Segundo Enrico Cozzolino, chefe de análise e sócio da Levante Investimentos, os governos Dilma podem ser sintetizados por políticas de fomento ao consumo e incentivo à indústria, junto ao investimento em setores de infraestrutura.

"Dessa forma, é possível ver um crescimento muito mais diversificado dos ativos da Bolsa. Entretanto, todos atrelados com alguma frente das políticas adotadas no período", diz Cozzolino.

Já durante o primeiro mandato da petista, a dobradinha setor financeiro --com Cielo e Bradesco-- e commodities, via BRF e JBS, voltou a se repetir. Consumo, com Ambev e Lojas Americanas, e educação, via Yduqs (antiga Estácio), também se destacaram no período.

Barreto, da Necton, afirma ainda que o desempenho destacado da TIM, e também da Telefônica Brasil, que avançou quase 60% no primeiro mandato da petista, foi beneficiado pela implementação do PNBL (Programa Nacional de Banda Larga), que visava promover a inclusão digital e massificar o acesso à internet no país.

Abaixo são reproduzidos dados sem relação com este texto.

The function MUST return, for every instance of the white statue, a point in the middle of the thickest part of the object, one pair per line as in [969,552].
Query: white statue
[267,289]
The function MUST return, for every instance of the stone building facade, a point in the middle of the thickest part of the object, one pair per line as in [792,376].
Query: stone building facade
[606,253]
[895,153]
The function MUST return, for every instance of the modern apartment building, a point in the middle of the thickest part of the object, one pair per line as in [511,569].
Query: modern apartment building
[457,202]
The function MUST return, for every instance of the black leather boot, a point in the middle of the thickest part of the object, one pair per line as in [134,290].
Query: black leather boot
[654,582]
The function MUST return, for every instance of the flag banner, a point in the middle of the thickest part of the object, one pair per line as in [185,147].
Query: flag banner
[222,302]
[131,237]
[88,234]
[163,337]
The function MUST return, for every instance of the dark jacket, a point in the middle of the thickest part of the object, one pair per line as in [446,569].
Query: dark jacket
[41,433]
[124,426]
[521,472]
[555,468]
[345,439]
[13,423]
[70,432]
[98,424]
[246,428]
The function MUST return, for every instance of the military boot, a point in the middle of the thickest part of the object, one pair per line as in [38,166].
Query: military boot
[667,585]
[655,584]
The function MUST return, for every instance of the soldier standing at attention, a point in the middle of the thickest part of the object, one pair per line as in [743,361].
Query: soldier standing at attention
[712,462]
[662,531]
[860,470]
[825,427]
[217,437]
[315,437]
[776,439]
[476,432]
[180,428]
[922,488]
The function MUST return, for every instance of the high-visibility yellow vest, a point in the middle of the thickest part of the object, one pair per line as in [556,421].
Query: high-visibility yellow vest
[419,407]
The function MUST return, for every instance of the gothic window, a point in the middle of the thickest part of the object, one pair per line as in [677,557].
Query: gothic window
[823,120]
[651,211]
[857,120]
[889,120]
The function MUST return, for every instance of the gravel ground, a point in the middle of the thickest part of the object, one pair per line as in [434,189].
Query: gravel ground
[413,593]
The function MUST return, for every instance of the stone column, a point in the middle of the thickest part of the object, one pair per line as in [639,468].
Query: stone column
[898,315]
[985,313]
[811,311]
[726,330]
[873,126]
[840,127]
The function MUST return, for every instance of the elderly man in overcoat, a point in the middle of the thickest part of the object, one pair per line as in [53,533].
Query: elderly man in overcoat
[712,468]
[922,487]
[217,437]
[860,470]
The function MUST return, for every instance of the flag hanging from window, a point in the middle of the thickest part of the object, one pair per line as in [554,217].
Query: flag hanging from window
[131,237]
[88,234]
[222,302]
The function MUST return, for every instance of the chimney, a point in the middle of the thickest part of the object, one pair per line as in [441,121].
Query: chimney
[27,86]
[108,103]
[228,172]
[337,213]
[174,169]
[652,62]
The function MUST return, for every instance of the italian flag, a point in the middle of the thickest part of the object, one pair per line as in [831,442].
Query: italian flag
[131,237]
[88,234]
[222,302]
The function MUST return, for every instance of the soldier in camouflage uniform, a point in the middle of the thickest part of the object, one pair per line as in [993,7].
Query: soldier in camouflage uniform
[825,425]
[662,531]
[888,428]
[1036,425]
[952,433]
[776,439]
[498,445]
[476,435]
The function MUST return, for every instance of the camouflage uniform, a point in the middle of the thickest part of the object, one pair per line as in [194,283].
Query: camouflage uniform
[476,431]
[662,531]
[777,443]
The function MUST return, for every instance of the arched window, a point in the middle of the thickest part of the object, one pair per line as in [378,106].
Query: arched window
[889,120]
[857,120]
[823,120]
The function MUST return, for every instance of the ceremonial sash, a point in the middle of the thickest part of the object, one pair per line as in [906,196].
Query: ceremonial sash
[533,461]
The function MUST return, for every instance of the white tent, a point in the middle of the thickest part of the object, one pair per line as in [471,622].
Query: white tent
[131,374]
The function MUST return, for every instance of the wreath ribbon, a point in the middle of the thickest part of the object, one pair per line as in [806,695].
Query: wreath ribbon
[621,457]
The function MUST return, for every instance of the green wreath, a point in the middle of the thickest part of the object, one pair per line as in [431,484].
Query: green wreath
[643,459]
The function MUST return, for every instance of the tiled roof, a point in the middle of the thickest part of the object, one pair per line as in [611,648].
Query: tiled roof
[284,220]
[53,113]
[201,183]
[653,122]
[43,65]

Já nos governos do ex-presidente e favorito nas eleições deste ano, segundo as pesquisas de intenção de voto, o superciclo das commodities deixou as exportadoras, mais uma vez, entre as maiores altas da Bolsa local.

CSN, MMX, e Vale, além da concessionária CCR, marcaram as principais valorizações no segundo mandato do governo Lula.

Souza Cruz, Ambev e Lojas Renner, do setor de consumo, por sua vez, foram nomes que também conseguiram se destacar entre 2006 e 2010.

"O crescimento econômico do período e os programas sociais, como o Bolsa Família, que fomentaram o consumo, começaram a favorecer empresas do setor de varejo", diz Cozzolino.

Ele acrescenta que, no segundo mandato de Lula, o lançamento do PAC (Programa de Aceleração do Crescimento) contribuiu para a continuidade do momento positivo para as commodities e para os papéis de infraestrutura, como da CCR.

Barreto, da Necton, afirma ainda que nomes de energia elétrica, como Transmissão Paulista e Eletropaulo, despontaram em um cenário de ascensão da classe média, que trouxe uma demanda crescente por energia, e, consequentemente, a necessidade de investimentos na área para evitar a possibilidade de apagões.

Já Usiminas e Gerdau, além de novamente CSN e CCR, foram os destaques no primeiro mandato do petista.

"O movimento de boom de commodities está atrelado ao alto crescimento da China no período", diz Cozzolino, da Levante. "A demanda por materiais básicos para sustentar a construção civil chinesa fomentou a alta dos preços em toda a América Latina."

Na avaliação de especialistas do mercado, caso o ex-presidente confirme os prognósticos e volte para um terceiro mandato, papéis de construtoras voltadas à baixa renda e de educação, além das commodities, são apontadas como as prováveis vencedoras da Bolsa.

Já se o cenário a se confirmar à frente for de uma reeleição do atual mandatário, analistas apostam que as estatais Petrobras e BB devem ter um bom desempenho, com a continuidade da política econômica liberal e a possibilidade de novas privatizações.